What is Burnout?

Burnout and its pre-curses, fatigue, exhaustion (and potentially a version of adrenal fatigue) are not states that are to be ignored and “band-aided” with an extra coffee, or a few more multi-vitamins, even some extra green vegetables is not going to “fix” this state. Your body is sending you the warning signs and it is time to evaluate, prioritise and actively take action to restore your health. Just like you would evaluate your financial situation, your health also requires evaluation, care and management. It creeps up on you and often it's ignored by the thought that you just need to have a good night’s sleep. 

It is very easy to miss the signs of burnout until they are already there. Burnout can affect anyone, men as much as women and is increasingly used to describe a common set of symptoms facing everyone.

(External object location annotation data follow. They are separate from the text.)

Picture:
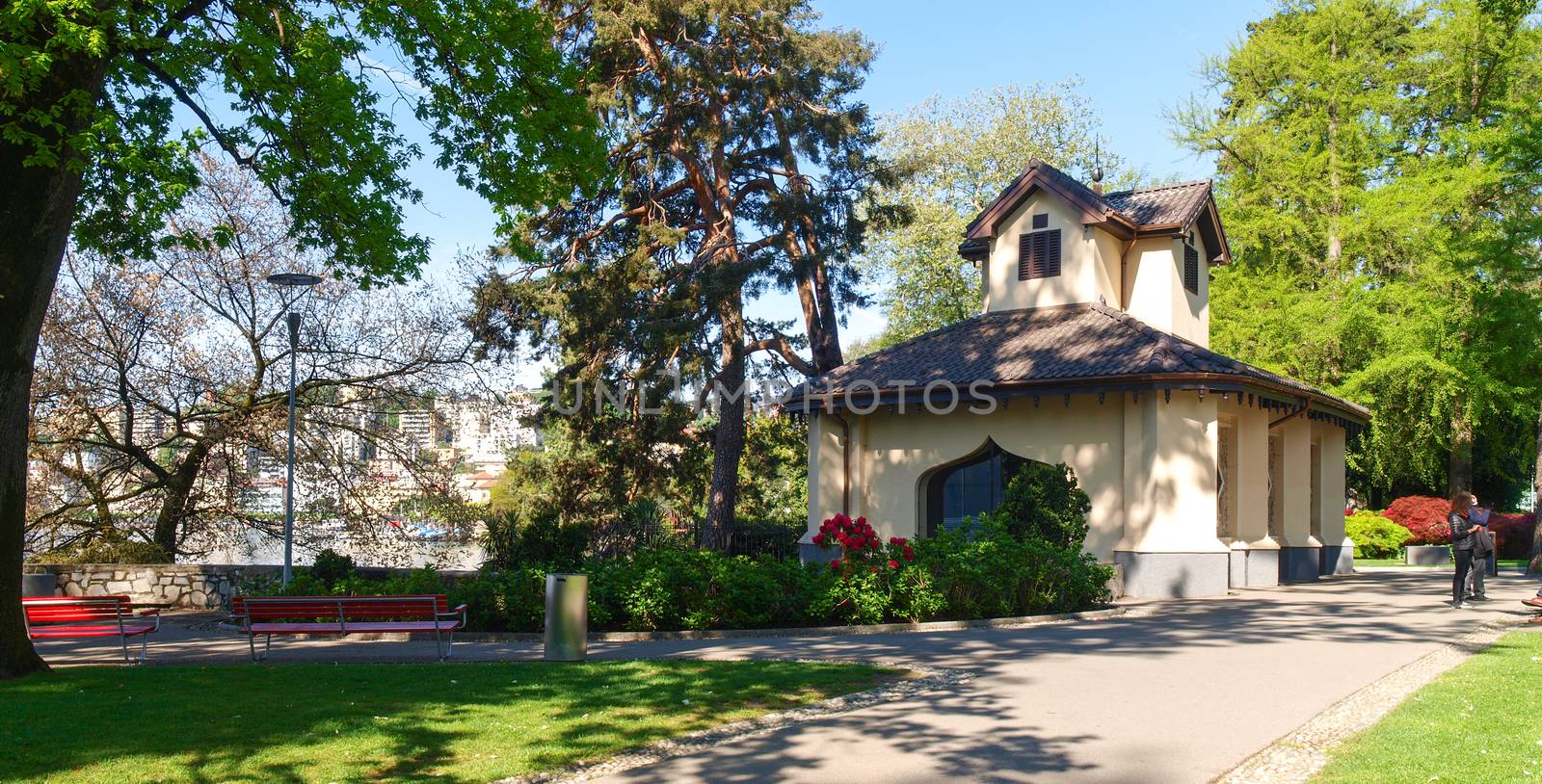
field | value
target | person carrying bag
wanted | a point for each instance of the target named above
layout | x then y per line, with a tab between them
1482	549
1462	542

Are you experiencing burnout?

Identifying Symptoms or Signs of Burnout

  • Becoming cynical or critical at work

  • Dragging yourself to work and having trouble getting started

  • Becoming irritable or impatient with co-workers, customers or clients

  • Lacking the energy to be consistently productive

  • Difficulty with concentration

  • Lacking satisfaction from your achievements

  • Feeling disillusioned about your job / career / business

  • Using food, drugs or alcohol to feel better or to not feel

  • Irregular and inconsistent sleeping habits

  • Experiencing unexplained headaches, stomach or bowel problems, or other physical complaints 

Burnout Research

The roots of the burnout* concept seem to be embedded within broad social, economic, and cultural developments that took place in the last quarter of the past century and signify the rapid and profound transformation from an industrial society into a service economy. This social transformation goes along with psychological pressures that may translate into burnout. After the turn of the century, burnout is increasingly considered as an erosion of a positive psychological state. Although burnout seems to be a global phenomenon, the meaning of the concept differs between countries. For instance, in some countries burnout is used as a medical diagnosis, whereas in other countries it is a non‐medical, socially accepted label that carries a minimum stigma in terms of a psychiatric diagnosis.